Ebenfalls besonderer Dank an die Landesdatenschutz-Beauftragte, die sehr deutlich auf die zahlreichen datenschutzrechtlichen Schwierigkeiten und Risiken sowie ihre diesbezüglichen Bedenken hingewiesen hat.

Anrede,
auch bei dem verfassungsrechtlich sehr anspruchsvollen Aspekt der Fixierung von Gefangenen hat der GBD den wesentlichen Beitrag geleistet. Die letztlich gefundene Lösung ist aus meiner Sicht zufriedenstellend. Sie gibt den Beschäftigten, die in der Not handeln müssen, mehr Rechtssicherheit und rettet Betroffene vor körperlichen Schäden – aber es bleibt ein Eingriff in die Grundrechte - ein schmaler Grat also.

Anrede,

für uns Grüne ist insbesondere die Regelung zur elektronischen Aufenthaltsüberwachung (EAÜ), also der sogenannten elektronischen Fußfessel, nicht zustimmungsfähig. Wir lehnen sie grundsätzlich ab. Nicht nur weil sie eine schwerwiegende Einschränkung der Gefangenen-Rechte bedeutet und unverhältnismäßig ist. Auch der GBD sieht hier ja erhebliche verfassungsrechtliche Risiken. Es muss zudem bezweifelt werden, ob es in der Praxis überhaupt hinreichende Anwendungsfälle gibt. Wir werden den Einsatz jedenfalls kritisch begleiten!

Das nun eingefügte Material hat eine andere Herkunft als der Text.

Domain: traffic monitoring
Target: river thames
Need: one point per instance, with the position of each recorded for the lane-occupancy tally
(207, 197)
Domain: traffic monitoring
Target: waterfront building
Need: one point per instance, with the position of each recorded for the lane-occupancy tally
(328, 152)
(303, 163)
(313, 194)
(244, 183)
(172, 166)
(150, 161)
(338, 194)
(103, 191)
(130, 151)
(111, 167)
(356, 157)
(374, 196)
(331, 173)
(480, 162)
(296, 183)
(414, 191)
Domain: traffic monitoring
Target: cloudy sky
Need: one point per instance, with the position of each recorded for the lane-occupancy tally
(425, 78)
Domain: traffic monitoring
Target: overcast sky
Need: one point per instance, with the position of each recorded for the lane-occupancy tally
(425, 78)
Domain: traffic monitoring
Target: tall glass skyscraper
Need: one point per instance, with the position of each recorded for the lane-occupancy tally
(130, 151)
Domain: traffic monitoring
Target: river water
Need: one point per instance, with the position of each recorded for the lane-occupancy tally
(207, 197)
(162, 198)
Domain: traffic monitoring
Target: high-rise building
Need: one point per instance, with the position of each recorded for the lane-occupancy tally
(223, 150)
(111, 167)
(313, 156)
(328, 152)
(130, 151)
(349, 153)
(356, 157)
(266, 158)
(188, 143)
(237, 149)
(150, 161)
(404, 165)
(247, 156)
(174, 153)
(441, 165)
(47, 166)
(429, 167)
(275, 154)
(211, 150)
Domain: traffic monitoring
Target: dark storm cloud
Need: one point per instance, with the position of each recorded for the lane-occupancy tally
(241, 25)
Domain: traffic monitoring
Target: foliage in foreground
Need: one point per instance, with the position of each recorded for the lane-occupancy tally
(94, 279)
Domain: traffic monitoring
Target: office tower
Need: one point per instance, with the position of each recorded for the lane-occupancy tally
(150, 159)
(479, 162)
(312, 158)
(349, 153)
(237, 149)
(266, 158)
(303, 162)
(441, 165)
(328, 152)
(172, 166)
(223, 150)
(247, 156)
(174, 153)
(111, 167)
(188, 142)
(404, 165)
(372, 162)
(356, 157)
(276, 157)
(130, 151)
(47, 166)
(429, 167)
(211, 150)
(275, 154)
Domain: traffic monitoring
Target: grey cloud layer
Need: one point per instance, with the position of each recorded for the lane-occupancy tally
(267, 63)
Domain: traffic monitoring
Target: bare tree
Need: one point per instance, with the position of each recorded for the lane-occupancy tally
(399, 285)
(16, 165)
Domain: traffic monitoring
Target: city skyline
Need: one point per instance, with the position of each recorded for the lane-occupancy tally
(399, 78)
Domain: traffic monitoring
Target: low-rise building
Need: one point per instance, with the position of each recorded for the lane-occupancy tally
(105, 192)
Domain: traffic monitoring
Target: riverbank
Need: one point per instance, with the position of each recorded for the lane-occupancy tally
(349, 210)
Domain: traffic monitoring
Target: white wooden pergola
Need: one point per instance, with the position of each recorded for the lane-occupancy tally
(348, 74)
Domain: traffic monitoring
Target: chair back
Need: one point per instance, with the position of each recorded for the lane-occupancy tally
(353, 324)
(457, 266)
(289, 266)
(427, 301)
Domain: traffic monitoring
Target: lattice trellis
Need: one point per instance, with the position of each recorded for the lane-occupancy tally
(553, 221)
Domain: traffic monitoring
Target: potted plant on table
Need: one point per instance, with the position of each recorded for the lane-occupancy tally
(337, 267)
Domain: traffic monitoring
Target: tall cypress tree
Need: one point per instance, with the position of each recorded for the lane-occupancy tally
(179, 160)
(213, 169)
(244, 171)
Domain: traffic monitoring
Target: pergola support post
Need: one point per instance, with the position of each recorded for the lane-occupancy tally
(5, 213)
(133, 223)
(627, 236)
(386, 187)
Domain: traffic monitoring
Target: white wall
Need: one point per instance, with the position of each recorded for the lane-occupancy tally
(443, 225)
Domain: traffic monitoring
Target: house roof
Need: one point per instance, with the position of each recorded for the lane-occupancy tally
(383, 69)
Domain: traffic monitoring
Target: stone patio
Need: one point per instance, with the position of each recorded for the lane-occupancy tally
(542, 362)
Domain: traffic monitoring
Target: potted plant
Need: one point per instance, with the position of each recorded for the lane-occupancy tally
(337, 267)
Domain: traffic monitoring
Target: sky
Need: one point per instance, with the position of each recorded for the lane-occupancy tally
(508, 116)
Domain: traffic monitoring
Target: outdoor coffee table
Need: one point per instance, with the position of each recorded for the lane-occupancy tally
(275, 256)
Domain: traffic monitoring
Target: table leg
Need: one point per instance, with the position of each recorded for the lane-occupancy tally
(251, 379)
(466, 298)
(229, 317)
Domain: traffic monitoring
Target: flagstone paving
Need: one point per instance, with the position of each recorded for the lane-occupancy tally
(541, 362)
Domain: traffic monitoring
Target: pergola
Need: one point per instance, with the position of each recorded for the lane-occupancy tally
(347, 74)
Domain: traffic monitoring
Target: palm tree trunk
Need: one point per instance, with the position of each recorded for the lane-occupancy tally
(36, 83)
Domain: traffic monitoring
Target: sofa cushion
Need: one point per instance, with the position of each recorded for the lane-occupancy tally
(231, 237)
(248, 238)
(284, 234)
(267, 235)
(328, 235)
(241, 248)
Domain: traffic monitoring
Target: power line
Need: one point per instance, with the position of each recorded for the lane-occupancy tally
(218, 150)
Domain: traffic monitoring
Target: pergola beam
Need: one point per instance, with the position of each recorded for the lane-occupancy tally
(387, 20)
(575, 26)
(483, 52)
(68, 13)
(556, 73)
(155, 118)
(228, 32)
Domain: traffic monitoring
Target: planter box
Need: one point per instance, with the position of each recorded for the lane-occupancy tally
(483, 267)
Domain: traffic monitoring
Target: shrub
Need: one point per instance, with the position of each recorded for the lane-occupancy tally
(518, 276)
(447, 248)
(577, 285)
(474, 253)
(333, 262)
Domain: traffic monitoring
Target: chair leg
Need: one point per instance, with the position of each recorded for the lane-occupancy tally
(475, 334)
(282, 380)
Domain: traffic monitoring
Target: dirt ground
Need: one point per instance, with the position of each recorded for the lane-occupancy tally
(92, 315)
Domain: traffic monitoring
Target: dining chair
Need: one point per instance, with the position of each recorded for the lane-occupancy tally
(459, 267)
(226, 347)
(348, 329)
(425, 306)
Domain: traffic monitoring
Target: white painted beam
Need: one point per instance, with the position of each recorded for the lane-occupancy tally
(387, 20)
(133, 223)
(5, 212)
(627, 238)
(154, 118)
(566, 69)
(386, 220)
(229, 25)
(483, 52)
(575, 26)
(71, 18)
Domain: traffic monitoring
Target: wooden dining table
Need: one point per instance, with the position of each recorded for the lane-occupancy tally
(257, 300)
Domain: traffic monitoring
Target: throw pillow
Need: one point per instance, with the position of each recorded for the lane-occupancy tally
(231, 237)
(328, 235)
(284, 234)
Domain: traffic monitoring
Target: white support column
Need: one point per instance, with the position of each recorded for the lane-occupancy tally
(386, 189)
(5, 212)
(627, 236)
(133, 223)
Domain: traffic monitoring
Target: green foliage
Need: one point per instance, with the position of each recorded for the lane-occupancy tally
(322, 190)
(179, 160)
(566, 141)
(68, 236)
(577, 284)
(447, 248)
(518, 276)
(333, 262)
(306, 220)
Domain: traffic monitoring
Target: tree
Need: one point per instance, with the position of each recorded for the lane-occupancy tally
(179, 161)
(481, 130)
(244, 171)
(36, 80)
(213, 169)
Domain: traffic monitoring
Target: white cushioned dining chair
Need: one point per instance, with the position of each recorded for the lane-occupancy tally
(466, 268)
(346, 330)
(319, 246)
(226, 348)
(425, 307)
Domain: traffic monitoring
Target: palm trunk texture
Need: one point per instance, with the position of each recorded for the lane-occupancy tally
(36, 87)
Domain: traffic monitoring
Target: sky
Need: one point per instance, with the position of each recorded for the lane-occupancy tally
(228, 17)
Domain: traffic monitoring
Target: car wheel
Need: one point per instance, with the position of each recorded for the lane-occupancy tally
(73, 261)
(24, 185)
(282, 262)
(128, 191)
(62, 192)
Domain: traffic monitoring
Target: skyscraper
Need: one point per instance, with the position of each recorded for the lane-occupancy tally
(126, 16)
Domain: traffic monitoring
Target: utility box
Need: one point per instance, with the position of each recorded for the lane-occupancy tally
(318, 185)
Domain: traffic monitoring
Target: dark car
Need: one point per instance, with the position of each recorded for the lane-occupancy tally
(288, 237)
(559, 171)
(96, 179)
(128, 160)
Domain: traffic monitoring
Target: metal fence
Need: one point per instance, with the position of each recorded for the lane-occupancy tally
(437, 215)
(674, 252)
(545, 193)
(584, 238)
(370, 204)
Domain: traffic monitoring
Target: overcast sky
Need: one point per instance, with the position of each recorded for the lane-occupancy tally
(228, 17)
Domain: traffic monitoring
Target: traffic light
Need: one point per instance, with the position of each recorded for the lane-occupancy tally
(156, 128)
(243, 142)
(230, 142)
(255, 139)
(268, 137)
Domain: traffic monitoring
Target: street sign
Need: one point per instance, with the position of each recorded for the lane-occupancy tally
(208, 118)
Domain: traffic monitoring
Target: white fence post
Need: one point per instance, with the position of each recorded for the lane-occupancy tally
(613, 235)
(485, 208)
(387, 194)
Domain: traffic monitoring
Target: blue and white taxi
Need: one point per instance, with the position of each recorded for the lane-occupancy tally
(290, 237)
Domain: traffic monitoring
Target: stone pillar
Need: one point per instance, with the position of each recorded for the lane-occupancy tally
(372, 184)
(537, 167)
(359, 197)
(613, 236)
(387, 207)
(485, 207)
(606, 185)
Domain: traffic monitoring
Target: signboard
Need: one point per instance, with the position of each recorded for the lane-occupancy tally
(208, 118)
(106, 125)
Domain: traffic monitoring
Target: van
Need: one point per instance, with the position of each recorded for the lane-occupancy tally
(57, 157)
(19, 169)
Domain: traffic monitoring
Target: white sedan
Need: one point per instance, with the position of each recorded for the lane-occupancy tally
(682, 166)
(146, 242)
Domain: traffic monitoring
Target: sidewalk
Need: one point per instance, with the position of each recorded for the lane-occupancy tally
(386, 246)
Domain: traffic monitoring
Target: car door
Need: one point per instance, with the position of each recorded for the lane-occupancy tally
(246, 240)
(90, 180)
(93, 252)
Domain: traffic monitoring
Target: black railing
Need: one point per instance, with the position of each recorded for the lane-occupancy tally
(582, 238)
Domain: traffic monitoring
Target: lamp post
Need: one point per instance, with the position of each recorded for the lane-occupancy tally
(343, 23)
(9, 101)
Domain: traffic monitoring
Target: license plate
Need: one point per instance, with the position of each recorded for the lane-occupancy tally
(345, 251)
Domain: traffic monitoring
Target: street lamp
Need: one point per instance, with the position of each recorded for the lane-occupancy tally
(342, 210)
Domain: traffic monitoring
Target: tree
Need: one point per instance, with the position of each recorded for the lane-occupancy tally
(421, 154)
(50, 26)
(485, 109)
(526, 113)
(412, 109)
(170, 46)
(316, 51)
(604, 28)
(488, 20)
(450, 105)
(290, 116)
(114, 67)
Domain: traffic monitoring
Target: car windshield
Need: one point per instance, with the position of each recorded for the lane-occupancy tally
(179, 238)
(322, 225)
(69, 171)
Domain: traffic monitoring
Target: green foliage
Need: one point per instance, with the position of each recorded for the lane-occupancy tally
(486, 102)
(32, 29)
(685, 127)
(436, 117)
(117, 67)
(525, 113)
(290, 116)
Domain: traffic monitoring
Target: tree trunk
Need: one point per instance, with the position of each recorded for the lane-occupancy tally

Das gilt auch für die erweiterten Möglichkeiten, Kontakte von Gefangenen zu Medien einzuschränken. Im Sinne des Opferschutzes nach den Erfahrungen im Fall Högel ist das Anliegen berechtigt. Aber, dies darf nicht zu einer Beschränkung der Pressefreiheit führen.

Auch bei den Regelungen zum Einsatz Künstlicher Intelligenz haben wir, trotz der anerkennenswerten Verbesserungen durch den GBD weiterhin Zweifel, unter anderem wegen der ungeklärten Angemessenheit der Dauer der Datenspeicherung. Die jetzige Regelung ist willkürlich gewählt und hat keine sachliche Begründung.

Anrede,

schädlich ist die Herabsetzung der monatlichen Besuchsdauer von 4 auf 2 Stunden. Begründet wird dies von Ihnen mit der Vermeidung der Einführung von Drogen. Wir glauben, sie schieben hier das Fehlverhalten einiger Gefangener nur vor, mit negativen Folgen für alle. Sie versuchen verzweifelt Personallöcher zu stopfen, auch wenn dies zu Lasten der Resozialisierung geht. Das machen wir nicht mit.

Fazit: Trotz langer Bearbeitung und viel Hilfestellung von außen retten sich SPD und CDU nur knapp über die Ziellinie der Legislatur. Diesem halbgaren Gesetz können wir nicht zustimmen!